Last night, @Legoktm performed the following syncs, deploying
59e2387 et seq.:
00:34 <legoktm@deploy1001> Synchronized wmf-config/CommonSettings.php: Invalidate configuration cache when logos.php is touched too (duration: 00m 56s) [production]
00:32 <legoktm@deploy1001> Synchronized wmf-config/logos.php: Add script to mostly automate logo management (duration: 00m 55s) [production]
00:16 <legoktm@deploy1001> Synchronized wmf-config/InitialiseSettings.php: Split $wmgSiteLogo{1,1_5,2}x to a separate logos.php (1/2) (duration: 01m 00s) [production]
00:14 <legoktm@deploy1001> Synchronized wmf-config/logos.php: Split $wmgSiteLogo{1,1_5,2}x to a separate logos.php (1/2) (duration: 00m 56s) [production]
At around the same time, @Dzahn reimagined the affected MediaWiki servers (see T245757#6775483 et seq.). For some reason currently unknown to me, scap pull was not ran before the servers were put back into service (happened 0:46 UTC, ie. 10 minutes after @Legoktm made the change), or did not pick lego's change.

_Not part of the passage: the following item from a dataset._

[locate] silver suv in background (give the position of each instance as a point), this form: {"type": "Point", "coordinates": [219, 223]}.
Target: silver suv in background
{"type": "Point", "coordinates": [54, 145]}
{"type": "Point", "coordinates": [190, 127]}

Once I synced the IS.php change, the affected MW servers got lego's change as well, but without the required logos.php file (which was newly introduced by lego), thus, icinga alerted.
The issue I see is that the alert fired much later after the root cause was introduced to the infrastructure (ie. servers with drifted /srv/mediawiki pooled), and colerated with an unrelated change. If this happened with servers in the active DC, it would cause partial outage.
I think we should make icinga alert when /srv/mediawiki differs at any of the app servers, which would point to the issue much more sooner. However, I'm not sure how to easily calculate the hash of that directory :/.